What This Means for Consumers
For eurozone consumers, the warning signals that relief at the pump and on energy bills may not immediately translate into lower overall living costs. Escriva pointed out that businesses are increasingly passing on higher input costs to customers, which could keep headline inflation above the ECB’s 2% target through 2024. The ECB’s latest staff projections, released in September, forecast inflation averaging 3.2% in 2024, but Escriva acknowledged that upside risks remain.
Conclusion
Escriva’s frank assessment underscores the complexity of the inflation challenge facing the ECB. While energy prices have moderated from their 2022 peaks, the lagged effects of previous increases are still working their way through the economy. Policymakers must now weigh the risk of tightening too much against the risk of easing prematurely.
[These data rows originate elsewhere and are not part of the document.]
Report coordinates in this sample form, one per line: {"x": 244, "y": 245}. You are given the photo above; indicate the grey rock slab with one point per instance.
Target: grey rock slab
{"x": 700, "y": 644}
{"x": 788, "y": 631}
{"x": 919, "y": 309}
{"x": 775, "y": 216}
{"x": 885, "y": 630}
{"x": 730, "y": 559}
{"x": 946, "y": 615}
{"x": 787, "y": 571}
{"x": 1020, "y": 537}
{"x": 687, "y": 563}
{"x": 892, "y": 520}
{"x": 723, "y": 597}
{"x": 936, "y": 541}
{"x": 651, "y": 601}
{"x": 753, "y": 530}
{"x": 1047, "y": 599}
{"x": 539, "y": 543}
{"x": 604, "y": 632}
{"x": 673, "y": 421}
For investors, businesses, and households, the message is clear: the path back to price stability is likely to be bumpier and longer than initially hoped.
FAQs
Q1: What did ECB board member Escriva say about energy inflation?
Escriva warned that energy price increases are beginning to spill over into other sectors of the eurozone economy, such as services and non-energy industrial goods, which could keep inflation elevated for longer.
Q2: Why does energy inflation passing through to other sectors matter?
It matters because it suggests that inflation is becoming more broad-based and persistent, making it harder for the ECB to bring inflation back to its 2% target without keeping interest rates high for an extended period.
Q3: How might this affect ECB monetary policy?
Escriva’s comments reinforce the likelihood that the ECB will maintain a restrictive policy stance, potentially keeping interest rates at elevated levels through 2024, rather than cutting them as some markets had anticipated.